Python Web Scraping Examples

You want to build a web scraper to capture valuable information on various websites. You know the value of it. But how do you do it? Python is one of the best computer languages for building a web scraper, and it is easy for even those without a lot of coding experience to learn it. Yet, a Python scrape website example can help you understand the details and processes involved.

In this Python scraper example, we will show you how simple and powerful Python can be at extracting valuable data from websites. We will help you learn to do this using the requests library, fetching HTML content from the website you select, and then parsing that information using Beautiful Soup. This allows you to capture the very specific information you need to research.

We will also provide you with some strategies for using Selenium for dynamic content and how to handle factors like headers, pagination, and storing your data in a database or CSV. Ready to learn?

Try Our Residential Proxies Today!

Here’s Where to Start First: Get Up to Speed

get up to speed

There is a lot to learn through this process, so we encourage you to read some of our other tools that can help you get up to speed on the details. We encourage you to read our “How to Scape the Web Using Python Requests” tutorial as a first step. You can also learn more in-depth strategies in Advanced Web Scraping in Python.

We offer a range of tools to help you. Additionally, it is well worth getting started now with using a proxy for web scraping. Proxies are a component of this process because they protect your identity while you are navigating the internet. We encourage you to set up a proxy for web scraping now and then maintain it throughout the process. For example, use our Proxies and Python Web Scraping (Why a Proxy Is Required) guide.

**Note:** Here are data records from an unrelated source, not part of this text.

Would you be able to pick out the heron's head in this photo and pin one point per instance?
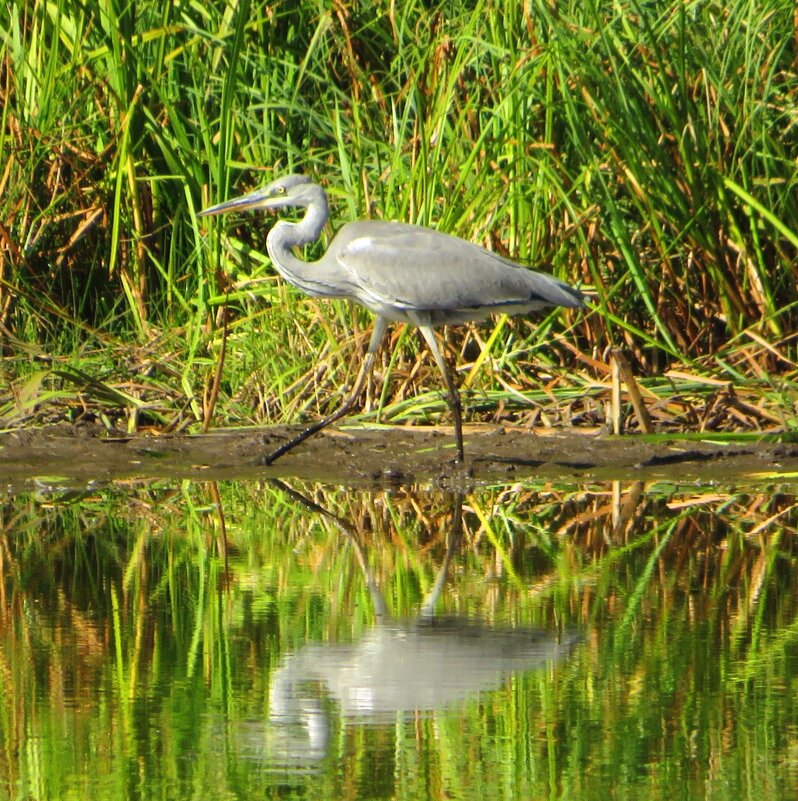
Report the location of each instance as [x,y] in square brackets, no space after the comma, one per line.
[287,192]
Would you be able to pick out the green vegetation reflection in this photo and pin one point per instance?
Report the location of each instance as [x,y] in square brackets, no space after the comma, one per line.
[144,629]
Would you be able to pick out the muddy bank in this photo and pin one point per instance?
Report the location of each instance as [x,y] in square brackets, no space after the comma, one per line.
[357,456]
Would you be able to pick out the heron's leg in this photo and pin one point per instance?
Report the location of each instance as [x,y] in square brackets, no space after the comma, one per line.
[377,335]
[451,389]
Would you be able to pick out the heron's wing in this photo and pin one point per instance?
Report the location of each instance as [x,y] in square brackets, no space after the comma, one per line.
[396,268]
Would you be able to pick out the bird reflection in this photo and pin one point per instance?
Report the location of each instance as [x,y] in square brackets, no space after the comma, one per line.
[399,668]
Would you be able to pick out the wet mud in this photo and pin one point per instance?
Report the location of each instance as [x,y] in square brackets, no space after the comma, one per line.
[358,456]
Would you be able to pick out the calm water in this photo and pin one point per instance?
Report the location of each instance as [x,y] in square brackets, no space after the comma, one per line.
[532,641]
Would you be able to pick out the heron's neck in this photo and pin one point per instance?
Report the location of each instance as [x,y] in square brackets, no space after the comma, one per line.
[285,235]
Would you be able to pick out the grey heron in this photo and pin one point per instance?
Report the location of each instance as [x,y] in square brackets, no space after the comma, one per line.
[401,273]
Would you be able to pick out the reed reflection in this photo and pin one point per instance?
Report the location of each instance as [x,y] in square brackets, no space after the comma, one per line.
[400,668]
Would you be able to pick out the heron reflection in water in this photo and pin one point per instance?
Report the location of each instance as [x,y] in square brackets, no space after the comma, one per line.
[401,273]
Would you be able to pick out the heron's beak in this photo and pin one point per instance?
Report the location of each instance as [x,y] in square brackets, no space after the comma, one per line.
[259,199]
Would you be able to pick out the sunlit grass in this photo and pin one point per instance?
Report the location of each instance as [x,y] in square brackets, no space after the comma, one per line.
[644,152]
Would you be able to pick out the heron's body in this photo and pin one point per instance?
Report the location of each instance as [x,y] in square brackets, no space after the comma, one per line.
[400,272]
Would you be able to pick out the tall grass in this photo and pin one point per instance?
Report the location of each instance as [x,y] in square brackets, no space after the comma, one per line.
[644,151]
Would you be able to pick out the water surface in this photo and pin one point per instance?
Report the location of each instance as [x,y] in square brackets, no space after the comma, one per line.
[547,640]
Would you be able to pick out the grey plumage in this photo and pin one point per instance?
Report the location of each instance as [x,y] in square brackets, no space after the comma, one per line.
[400,272]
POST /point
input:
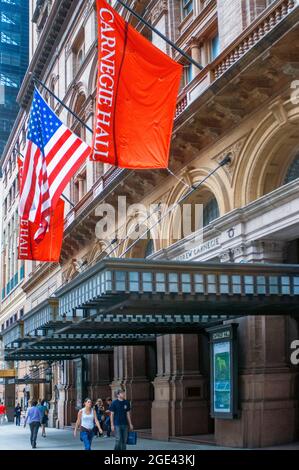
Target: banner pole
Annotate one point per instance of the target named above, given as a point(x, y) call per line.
point(156, 31)
point(62, 195)
point(37, 80)
point(226, 160)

Python Scraper Example: Where to Get Started

python scraper example

Before we provide you with the Python web scraper example you need, here are some basics you need to know. The process for building a web scraper includes several steps:

  • Ensure you have the most up-to-date version of Python available to you to use, have it downloaded, and be ready to go.
  • You will also need to have several Python libraries installed and ready to go. These libraries provide you with the tools to plug in code to build your web scraper. Read our articles on each of them. Install Beautiful Soup, lxml, Selenium, and requests to get started.
  • Find HTML elements that contain the information you need
  • Save the scaped data to a database or CSV.

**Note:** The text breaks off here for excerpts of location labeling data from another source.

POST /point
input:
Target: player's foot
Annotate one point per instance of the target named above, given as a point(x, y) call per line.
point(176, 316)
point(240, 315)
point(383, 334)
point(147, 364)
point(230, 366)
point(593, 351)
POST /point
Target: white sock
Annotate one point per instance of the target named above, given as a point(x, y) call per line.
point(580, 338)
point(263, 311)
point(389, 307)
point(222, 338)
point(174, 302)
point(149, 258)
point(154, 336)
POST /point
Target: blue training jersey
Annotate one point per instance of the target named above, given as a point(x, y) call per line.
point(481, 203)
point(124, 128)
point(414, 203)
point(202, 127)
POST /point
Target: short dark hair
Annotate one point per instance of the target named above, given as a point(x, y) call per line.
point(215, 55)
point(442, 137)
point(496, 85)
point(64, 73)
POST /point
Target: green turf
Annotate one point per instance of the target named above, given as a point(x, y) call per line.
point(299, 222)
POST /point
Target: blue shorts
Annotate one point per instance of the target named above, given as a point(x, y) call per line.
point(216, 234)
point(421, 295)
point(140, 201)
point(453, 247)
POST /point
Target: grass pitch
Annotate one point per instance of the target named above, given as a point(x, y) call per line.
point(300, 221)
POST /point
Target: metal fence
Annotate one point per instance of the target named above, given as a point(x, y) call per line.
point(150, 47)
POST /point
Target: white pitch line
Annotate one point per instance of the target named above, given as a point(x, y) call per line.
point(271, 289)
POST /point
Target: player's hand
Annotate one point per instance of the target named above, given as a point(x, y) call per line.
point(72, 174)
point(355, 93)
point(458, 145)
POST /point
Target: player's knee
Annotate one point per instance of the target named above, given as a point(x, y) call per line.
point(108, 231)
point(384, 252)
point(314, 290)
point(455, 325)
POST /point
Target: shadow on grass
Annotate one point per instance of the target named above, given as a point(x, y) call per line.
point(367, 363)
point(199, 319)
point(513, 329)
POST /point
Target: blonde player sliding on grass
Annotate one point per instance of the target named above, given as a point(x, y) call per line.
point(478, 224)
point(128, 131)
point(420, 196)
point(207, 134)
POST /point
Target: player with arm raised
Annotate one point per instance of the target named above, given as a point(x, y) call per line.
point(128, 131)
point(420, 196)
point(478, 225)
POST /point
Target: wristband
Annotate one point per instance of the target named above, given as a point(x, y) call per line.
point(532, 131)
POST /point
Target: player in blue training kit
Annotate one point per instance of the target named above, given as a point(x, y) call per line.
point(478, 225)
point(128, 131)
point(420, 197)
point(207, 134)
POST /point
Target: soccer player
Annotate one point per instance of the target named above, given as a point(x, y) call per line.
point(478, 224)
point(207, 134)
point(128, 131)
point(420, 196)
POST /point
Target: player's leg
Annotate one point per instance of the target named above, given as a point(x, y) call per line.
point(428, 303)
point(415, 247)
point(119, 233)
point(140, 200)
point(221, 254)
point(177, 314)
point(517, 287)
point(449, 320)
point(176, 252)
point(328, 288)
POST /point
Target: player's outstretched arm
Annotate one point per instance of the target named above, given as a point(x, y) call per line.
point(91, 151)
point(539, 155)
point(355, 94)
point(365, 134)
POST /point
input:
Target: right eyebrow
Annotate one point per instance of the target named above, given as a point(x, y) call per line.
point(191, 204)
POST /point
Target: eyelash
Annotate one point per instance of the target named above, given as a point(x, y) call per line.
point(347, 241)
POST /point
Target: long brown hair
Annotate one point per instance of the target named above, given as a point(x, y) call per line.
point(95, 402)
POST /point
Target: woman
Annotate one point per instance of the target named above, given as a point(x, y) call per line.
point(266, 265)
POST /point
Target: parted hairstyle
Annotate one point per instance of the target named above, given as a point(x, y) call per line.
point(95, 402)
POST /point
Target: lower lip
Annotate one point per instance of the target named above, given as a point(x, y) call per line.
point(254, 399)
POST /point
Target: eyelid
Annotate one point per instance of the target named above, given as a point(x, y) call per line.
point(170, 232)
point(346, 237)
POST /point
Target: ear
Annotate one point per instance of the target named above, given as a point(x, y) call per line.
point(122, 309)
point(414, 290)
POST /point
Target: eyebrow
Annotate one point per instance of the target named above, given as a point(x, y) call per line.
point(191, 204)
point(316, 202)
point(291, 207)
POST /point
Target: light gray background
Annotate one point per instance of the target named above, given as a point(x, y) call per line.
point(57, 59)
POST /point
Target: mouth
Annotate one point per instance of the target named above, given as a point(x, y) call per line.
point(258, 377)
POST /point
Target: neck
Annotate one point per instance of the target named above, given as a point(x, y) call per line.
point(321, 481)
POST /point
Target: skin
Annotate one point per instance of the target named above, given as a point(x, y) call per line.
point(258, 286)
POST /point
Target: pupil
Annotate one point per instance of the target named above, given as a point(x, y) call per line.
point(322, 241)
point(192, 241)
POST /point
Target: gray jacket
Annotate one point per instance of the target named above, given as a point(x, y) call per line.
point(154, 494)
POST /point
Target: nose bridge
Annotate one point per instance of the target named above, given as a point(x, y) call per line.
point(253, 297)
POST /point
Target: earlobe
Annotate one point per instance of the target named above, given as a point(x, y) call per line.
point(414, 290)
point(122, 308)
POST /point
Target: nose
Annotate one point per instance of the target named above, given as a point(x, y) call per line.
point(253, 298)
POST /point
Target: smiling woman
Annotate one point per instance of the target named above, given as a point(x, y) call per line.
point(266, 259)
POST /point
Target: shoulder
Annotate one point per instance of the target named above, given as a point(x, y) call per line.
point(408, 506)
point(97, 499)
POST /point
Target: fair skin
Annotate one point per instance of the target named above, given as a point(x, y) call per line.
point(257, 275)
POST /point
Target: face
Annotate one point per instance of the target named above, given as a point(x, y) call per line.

Now, let’s build out a Python scrape website example to show you how to create your own scraper.

Requests library: You need to set HTTP requests to the website to capture the information you need. To do that, you need to use the Requests library using POST and GET requests, which typically contain the information you need. The requests library makes it possible for you to do this. Start with getting to the terminal and then using the following command:

python -m pip install requests

You can then use the GET and POST requests within your code to send the messages to the website for your needs. Here is a Python screen scraping example for requests:

import requests

response = requests.get('https://Rayobyte.com/')

print(response.text)

Beautiful Soup: The next step in this web scraping with Python example is to use Beautiful Soup, another library, along with a parser to extract the data you need from HTML. It can also use this data to turn an invalid markup into a parse tree. Start with getting Beautiful Soup by using this:

pip install beautifulsoup4

You will need to use html.parser to help facilitate this process. In the following example, we use this parser, which is also a part of the Python Standard library, to parse information.

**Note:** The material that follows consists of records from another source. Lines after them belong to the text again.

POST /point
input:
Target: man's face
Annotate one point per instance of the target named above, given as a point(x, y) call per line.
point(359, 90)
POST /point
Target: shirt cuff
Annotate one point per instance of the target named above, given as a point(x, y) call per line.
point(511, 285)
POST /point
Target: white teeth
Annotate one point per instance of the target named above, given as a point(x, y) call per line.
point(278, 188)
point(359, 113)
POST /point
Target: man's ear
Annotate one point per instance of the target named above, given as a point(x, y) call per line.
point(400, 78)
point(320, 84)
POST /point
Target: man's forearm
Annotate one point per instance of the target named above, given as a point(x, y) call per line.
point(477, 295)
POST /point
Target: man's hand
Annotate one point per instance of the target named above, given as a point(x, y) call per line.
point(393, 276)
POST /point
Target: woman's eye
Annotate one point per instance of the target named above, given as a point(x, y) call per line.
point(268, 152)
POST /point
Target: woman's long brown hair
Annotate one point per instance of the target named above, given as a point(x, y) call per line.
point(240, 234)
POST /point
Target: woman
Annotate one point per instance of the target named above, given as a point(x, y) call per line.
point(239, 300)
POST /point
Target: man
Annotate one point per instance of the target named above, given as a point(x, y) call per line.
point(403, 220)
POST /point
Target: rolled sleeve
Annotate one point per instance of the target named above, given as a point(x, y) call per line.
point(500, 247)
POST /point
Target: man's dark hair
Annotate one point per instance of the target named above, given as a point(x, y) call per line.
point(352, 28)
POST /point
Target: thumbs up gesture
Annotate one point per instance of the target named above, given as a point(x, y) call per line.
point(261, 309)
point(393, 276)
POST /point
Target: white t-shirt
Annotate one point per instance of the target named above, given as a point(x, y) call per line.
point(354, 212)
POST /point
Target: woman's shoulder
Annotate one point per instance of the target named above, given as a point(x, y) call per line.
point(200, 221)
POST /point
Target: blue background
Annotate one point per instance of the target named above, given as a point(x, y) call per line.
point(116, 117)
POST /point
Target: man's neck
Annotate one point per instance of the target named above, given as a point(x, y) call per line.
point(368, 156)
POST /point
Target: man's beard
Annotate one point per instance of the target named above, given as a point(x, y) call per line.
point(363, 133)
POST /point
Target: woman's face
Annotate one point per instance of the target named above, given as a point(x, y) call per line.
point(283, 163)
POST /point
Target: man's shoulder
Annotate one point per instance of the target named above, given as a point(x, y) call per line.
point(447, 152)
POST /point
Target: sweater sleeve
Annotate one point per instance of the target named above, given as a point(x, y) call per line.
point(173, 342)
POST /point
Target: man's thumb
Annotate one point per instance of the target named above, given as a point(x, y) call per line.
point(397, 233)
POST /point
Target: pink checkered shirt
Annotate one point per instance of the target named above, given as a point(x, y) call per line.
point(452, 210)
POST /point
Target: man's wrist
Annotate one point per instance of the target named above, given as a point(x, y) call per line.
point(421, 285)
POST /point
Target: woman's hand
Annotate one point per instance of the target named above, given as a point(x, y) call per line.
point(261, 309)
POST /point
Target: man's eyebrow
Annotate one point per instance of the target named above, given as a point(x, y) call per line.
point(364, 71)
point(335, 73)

To get HTML using requests, you will use this type of code:

import requests

url = 'https://Rayobyte.com/blog'

response = requests.get(url)

Now, let’s say we want to find the element – the target of this search. You can use this web scraper Python example to find the element:

import requests

from bs4 import BeautifulSoup

url = 'https://Rayobyte.com’

response = requests.get(url)

soup = BeautifulSoup(response.text, 'html.parser')

print(soup.title)

If you have followed that Python scrape website example, you should get the following title:

<title>Rayobyte Blog | Rayobyte</title>

You can then modify the requests you send to include the specific information you need. Use the find_all() bit of code to narrow down the information. You can also use the more advanced tools available to help you navigate each of the requests you need to send.

LXML: The next component to this web scraper Python example is to focus on parsing. Parsing is critical for web scraping, but it is not easy to do – by any means. With lxml, you have a very powerful and easy-to-use tool that will parse the information you need. It works with both HTML and XML files and can extract the information necessary from huge amounts of data or datasets.

There are a few factors to keep in mind here. For example, HTML impacts its ability to parse well. You will need to use it properly to achieve your objectives. To get started, you will need to get lxml with this command:

pip install lxml

This will contain the HTML module. That will then work with HTML (of course!) You will need to have an HTML string first, though, which you can use the requests library to find. This is where it gets a bit confusing, but when you pull it all together, such as in this Python web scraping example, it really becomes a fast and efficient process.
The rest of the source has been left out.